From: Rusty Russell <rusty@rustcorp.com.au>
To: Alex Williamson <alex.williamson@hp.com>
Cc: netdev@vger.kernel.org, markmc@redhat.com, kvm@vger.kernel.org,
Herbert Xu <herbert@gondor.apana.org.au>
Subject: Re: [PATCH 4/5] virtio_net: Add a MAC filter table
Date: Thu, 29 Jan 2009 10:25:46 +1030 [thread overview]
Message-ID: <200901291025.46887.rusty@rustcorp.com.au> (raw)
In-Reply-To: <1233164908.7026.195.camel@lappy>
On Thursday 29 January 2009 04:18:28 Alex Williamson wrote:
> Hi Rusty,
Hi Alex,
I've cc'd Herbert: he always has good thoughts about this kind of thing and I want to be sure you're getting a fair hearing.
> Here's what I believe to be the parameters around which I've designed
> the current interface:
>
> A. Receiving unwanted packets is a waste of resources.
> B. Proprietary OSes may have dependencies on hardware filtering and
> may not be able to handle unwanted packets.
> C. Different guests may want different filter table sizes.
> D. The guest can make better decisions than the host about what
> packets are unwanted.
A general OS has to handle the "unwanted packets" case if the NIC's table isn't big enough.
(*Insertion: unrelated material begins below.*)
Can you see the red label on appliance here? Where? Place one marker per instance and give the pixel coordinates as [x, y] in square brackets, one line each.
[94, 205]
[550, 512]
A guest may want arbitrary filter table sizes, but you're not giving it to them anyway, so that argument is bogus too.
The host *has* to decide the max table size, the guest *doesn't*. Your implementation is the worst of both worlds. The host doesn't tell the guest what the limit is, but does fail it for exceeding it. Your guest implementation limits itself arbitrarily, but you feel better because you've invoked yet-another party (the admin of the user box) to fix it!
And there's no evidence whatsoever that the guest can do anything rational if it hits the filtering limit that the host can't do.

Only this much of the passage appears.